2022 Chevrolet Bolt EV and EUV Lease and Finance Deals ($6,300 Cash!)
To match the price reductions of the upcoming 2023 model year Bolt EV and EUV, Chevrolet is now offering a $5,900 and $6,300 customer cash incentive on the 2022 Bolt EV hatchback and 2022 Bolt EUV subcompact SUV, respectively.
With today’s high gas prices, many drivers are looking to electric vehicles to avoid pain at the pump. The 2022 Bolt EV and EUV are among the most affordable electric vehicles out there, and with about 250 miles of range and silent operation, they make for an excellent commuter vehicle.
How much should you expect to pay for a 2022 Bolt EV or EUV? And is it better to lease or finance one in today’s market?
2022 Bolt Purchase Incentives are Much Stronger than Lease Incentives
In the past, we’ve recommended leasing, rather than buying, a Bolt. GM poured thousands of dollars in lease incentives and set optimistic residual values that made leasing a no brainer. Recently, however, GM turned the tables on Bolt EV and Bolt EUV to favor purchasing.
Purchase Incentives
As mentioned earlier, 2022 Bolt EV and Bolt EUV get $5,900 and $6,300 in customer cash respectively—but only for purchases, not leases.
On top of that, GM is offering for purchases:
A $3,750 incentive for those who turn in their current Bolt leases. Note that existing lessees may be better off cashing out on their positive lease equity instead of using this incentive, if they have more than $3,750 in lease equity.
A purchase-only $2,000 incentive for Uber drivers, or a $1,500 GM Supplier incentive, or a $500 educator/military/first responder incentive. Note that both the Uber and GM Supplier incentive cannot be stacked with the $3,750 returning Bolt lease incentive.
A $500 healthcare professional and a $500 recent college grad incentive, both of which can be stacked on top of either the GM Supplier incentive or returning Bolt lease incentive, and the educator/military/first responder incentive, but not the Uber incentive.
Lease Incentives
Disappointingly, GM is not offering the $5,900 or $6,300 customer cash on GM Financial leases.
For leases, GM is offering:
The $3,750 incentive for those who turn in their current Bolt lease. (Check your existing lease equity before using this incentive.)
A $1,500 incentive for current lessees of any car (i.e., GM Lease Loyalty or Lease Conquest incentive), or a $750 GM Supplier incentive, or a $500 educator/military/first responder incentive.
A $500 healthcare professional and a $500 recent college grad incentive, which may be stacked on top of the incentives above.
All in all, the incentives for 2022 Bolt are significantly higher on a purchase than a lease.
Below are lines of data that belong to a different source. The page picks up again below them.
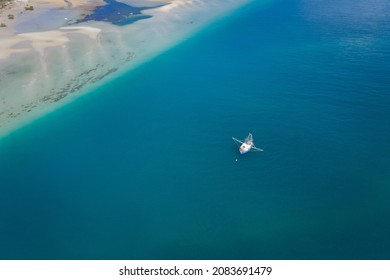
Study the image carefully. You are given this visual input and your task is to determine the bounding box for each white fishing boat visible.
[232,133,264,154]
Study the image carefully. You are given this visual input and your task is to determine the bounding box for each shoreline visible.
[0,0,250,139]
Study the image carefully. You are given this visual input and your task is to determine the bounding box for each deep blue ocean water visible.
[0,0,390,259]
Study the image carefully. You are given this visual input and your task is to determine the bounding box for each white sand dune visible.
[0,0,250,137]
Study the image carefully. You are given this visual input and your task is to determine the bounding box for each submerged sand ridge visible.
[0,0,250,136]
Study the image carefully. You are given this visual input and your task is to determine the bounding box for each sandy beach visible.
[0,0,249,137]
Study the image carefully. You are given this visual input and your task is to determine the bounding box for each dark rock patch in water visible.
[77,0,162,25]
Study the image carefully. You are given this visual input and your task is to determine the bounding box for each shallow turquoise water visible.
[0,0,390,259]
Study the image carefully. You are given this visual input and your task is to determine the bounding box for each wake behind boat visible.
[232,133,264,154]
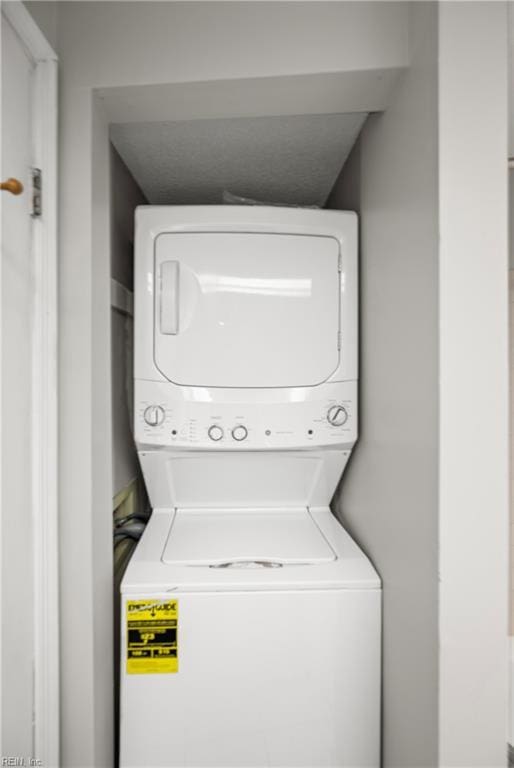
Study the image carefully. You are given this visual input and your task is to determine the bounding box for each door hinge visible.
[31,168,43,219]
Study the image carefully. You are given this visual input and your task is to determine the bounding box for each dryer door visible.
[154,232,340,387]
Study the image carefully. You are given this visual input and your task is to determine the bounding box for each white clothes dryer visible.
[120,206,381,768]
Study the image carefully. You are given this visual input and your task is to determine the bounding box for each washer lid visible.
[162,508,337,568]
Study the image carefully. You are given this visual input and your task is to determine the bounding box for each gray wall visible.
[23,0,58,53]
[329,3,438,768]
[111,147,146,495]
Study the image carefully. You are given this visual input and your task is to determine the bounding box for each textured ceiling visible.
[111,114,366,205]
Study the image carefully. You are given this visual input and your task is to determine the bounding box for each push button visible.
[232,424,248,442]
[207,424,223,443]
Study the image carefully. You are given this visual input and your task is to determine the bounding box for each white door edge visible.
[0,0,59,768]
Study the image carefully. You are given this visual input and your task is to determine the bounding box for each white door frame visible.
[1,0,59,768]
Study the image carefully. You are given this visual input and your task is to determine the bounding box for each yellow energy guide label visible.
[126,600,178,675]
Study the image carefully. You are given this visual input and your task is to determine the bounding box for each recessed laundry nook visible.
[2,0,506,768]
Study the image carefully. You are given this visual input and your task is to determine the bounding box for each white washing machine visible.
[120,206,381,768]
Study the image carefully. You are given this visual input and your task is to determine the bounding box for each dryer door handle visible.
[160,261,180,335]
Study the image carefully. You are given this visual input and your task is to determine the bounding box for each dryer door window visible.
[154,232,340,387]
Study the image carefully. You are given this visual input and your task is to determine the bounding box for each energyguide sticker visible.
[126,600,178,675]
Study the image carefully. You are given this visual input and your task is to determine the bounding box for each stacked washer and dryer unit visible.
[120,206,381,768]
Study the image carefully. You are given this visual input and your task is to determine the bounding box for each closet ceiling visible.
[111,113,367,206]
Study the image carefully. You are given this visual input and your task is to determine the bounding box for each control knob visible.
[143,405,166,427]
[207,424,223,443]
[327,405,348,427]
[232,424,248,441]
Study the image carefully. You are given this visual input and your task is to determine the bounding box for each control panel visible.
[134,381,357,450]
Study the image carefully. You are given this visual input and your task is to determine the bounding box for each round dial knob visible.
[232,424,248,440]
[327,405,348,427]
[207,424,223,442]
[143,405,165,427]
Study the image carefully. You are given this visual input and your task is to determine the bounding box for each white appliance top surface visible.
[162,508,336,568]
[121,507,380,596]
Total Cost of Ownership is Likely Lower with a Purchase
To see whether it’s cheaper to lease or buy, we plugged in the numbers to our updated Leasehackr Calculator, which now features a lease-versus-finance tool.
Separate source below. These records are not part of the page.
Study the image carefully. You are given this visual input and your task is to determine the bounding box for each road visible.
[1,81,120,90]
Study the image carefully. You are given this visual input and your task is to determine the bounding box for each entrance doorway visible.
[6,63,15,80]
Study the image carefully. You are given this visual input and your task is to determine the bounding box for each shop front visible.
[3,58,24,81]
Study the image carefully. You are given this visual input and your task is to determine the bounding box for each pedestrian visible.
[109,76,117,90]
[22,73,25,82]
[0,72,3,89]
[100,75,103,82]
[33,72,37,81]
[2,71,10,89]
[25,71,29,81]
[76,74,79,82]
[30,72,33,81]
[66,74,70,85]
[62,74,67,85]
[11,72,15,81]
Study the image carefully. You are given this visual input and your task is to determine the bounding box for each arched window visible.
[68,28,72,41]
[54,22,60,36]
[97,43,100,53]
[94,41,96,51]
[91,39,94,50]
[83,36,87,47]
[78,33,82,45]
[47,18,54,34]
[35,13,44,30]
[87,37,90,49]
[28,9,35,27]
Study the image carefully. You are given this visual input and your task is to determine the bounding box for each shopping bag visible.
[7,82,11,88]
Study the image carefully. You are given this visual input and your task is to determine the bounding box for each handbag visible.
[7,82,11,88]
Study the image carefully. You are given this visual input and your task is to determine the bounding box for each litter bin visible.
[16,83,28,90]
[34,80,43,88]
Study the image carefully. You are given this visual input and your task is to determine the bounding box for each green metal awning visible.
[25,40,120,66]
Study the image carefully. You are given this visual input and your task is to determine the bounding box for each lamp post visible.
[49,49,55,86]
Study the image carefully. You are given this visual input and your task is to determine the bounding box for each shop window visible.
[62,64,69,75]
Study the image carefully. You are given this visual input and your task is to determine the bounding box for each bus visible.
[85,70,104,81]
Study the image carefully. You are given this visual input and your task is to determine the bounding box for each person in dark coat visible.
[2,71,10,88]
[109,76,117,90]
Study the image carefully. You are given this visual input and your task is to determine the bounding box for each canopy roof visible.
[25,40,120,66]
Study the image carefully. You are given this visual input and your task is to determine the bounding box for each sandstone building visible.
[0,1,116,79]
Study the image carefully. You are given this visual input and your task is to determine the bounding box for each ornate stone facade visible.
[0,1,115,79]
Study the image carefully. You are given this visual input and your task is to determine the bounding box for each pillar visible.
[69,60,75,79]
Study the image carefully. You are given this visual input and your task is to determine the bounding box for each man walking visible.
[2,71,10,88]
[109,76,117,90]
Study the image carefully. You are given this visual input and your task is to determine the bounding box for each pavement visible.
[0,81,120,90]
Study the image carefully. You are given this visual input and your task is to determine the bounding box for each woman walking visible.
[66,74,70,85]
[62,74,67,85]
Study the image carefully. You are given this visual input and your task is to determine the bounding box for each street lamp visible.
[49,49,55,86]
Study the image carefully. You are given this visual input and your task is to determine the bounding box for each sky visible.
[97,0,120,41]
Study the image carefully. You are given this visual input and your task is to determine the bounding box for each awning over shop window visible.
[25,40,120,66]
For this comparison, we are using a base 2022 Bolt EUV LT. For the month of July 2022, GM Financial has set the lease residual value at 62% of MSRP (36 month, 10,000 mile per year lease) and the lease money factor at .00069 (equivalent to 1.66% APR).
For the finance option, we are assuming a 72-month loan at 3.99% APR, and we are assuming that the vehicle will also be worth 62% of its MSRP after three years.
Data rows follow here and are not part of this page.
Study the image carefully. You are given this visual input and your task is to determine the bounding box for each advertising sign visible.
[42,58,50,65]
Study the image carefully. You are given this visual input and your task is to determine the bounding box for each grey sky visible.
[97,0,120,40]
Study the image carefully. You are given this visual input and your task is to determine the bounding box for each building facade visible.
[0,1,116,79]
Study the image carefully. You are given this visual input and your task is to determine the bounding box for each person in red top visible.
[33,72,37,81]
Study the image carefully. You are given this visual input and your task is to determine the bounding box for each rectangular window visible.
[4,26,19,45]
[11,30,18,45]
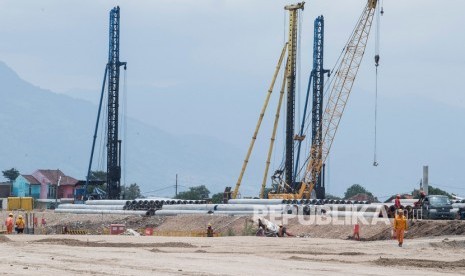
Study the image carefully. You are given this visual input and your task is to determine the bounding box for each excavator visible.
[228,0,379,199]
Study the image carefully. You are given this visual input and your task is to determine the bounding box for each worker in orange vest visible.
[16,215,25,234]
[394,209,408,247]
[207,223,213,237]
[352,223,360,241]
[5,213,14,234]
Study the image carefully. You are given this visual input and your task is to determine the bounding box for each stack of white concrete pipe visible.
[155,199,379,217]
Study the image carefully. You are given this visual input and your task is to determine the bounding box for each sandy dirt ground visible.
[0,235,465,276]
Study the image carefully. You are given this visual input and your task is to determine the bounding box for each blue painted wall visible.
[12,175,40,199]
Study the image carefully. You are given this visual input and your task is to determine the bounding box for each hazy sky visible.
[0,0,465,198]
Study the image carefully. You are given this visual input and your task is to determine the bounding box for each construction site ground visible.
[0,211,465,276]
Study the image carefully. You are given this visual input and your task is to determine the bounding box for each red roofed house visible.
[32,170,78,199]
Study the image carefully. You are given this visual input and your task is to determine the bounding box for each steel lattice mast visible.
[304,0,377,190]
[107,7,126,199]
[311,15,329,198]
[284,2,305,192]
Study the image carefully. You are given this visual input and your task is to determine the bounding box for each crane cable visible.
[373,1,384,167]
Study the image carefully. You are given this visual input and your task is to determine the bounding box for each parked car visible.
[421,195,457,219]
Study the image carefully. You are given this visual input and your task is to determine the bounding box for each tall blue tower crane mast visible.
[83,6,126,199]
[107,7,126,199]
[294,15,330,198]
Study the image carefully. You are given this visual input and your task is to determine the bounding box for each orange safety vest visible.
[394,216,408,230]
[16,219,24,229]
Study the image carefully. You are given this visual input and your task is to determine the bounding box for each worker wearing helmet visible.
[207,223,213,237]
[414,191,426,207]
[394,209,408,247]
[16,215,25,234]
[394,195,402,209]
[5,213,14,234]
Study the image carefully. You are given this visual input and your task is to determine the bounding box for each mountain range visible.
[0,62,256,196]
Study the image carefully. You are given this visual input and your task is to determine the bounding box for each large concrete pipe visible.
[57,204,125,210]
[86,199,126,205]
[228,199,286,205]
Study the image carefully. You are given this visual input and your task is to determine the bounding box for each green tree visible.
[177,185,210,200]
[2,168,19,182]
[212,193,223,204]
[123,183,143,200]
[344,184,374,199]
[412,185,452,198]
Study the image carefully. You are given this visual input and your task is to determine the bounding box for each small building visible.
[12,174,40,199]
[0,182,11,198]
[12,170,78,199]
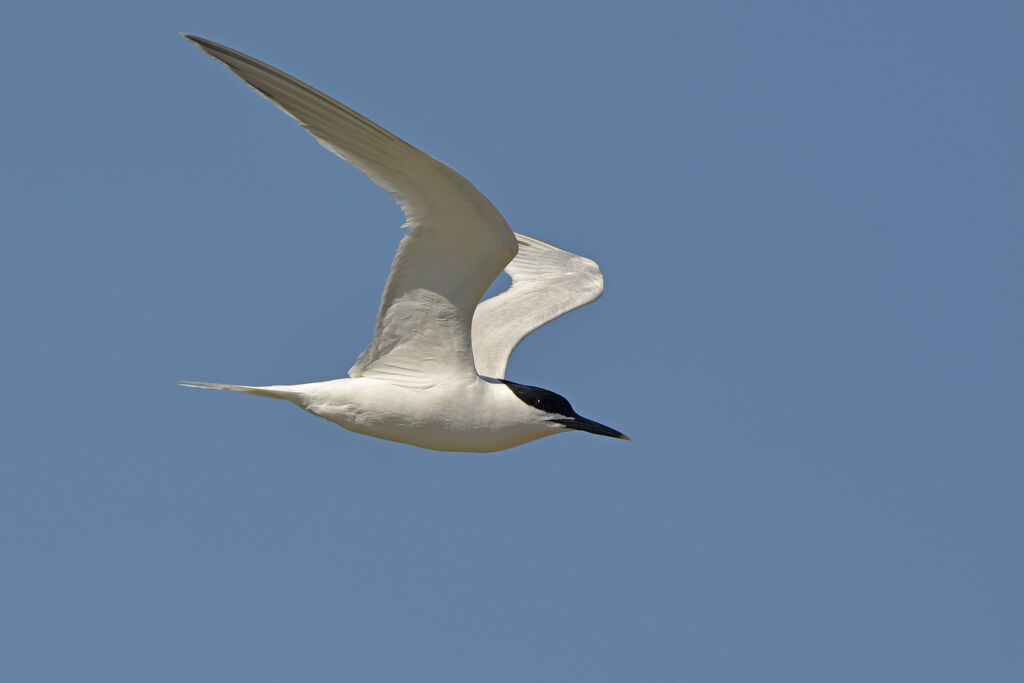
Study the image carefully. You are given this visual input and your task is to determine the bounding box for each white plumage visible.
[182,36,625,452]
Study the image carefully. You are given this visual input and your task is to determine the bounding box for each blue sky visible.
[0,0,1024,682]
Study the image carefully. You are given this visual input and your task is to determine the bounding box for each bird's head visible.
[501,380,630,440]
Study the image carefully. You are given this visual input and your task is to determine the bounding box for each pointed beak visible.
[552,415,630,441]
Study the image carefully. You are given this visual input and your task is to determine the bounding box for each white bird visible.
[182,35,628,453]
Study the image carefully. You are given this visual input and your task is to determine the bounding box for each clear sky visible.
[0,0,1024,682]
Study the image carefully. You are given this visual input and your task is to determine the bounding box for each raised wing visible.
[473,232,604,379]
[185,36,516,386]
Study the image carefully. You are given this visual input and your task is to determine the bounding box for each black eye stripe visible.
[502,380,578,418]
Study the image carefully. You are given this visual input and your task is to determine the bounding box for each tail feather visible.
[178,382,299,402]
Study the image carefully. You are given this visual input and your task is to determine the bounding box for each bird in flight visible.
[181,35,629,453]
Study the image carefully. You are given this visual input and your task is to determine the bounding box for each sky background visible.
[0,0,1024,682]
In both cases, we are assuming the vehicle will be sold at MSRP (no dealer markup) with Southern California sales tax (9.5%), fees, and rebates. You can adjust inputs on the Leasehackr Calculator to reflect the actual selling price of the vehicle and your local taxes and fees.
With the same amount due at signing, we can see that the monthly payments for lease, ($433) and finance ($464) are surprisingly close. (Usually, monthly payments for leases are much lower than that for financing.)
In terms of the total cost of operation over 36 months, the finance option is likely cheaper, with an effective monthly cost of $288 compared to $405 with the lease. The higher incentives for purchasing more than offset the higher interest and greater taxes paid with the finance option, resulting in over $5,000 in positive equity 36 months into the loan.
This conclusion, of course, assumes that the actual resale value of the vehicle, after three years, matches GM Financial’s lease residual value of 62% of MSRP, or $21,077. Should the actual value of the Bolt EUV, after three years, be lower than the lease residual value, then the cost difference between leasing and financing starts to narrow.
At the end of the day, there is no crystal ball to predict future vehicle values. With leasing, one advantage is that the risk of depreciation is passed onto the lender. However, in this case, it may be worthwhile for a consumer to take on that depreciation risk if the cash incentives are significantly greater on a purchase than on a lease.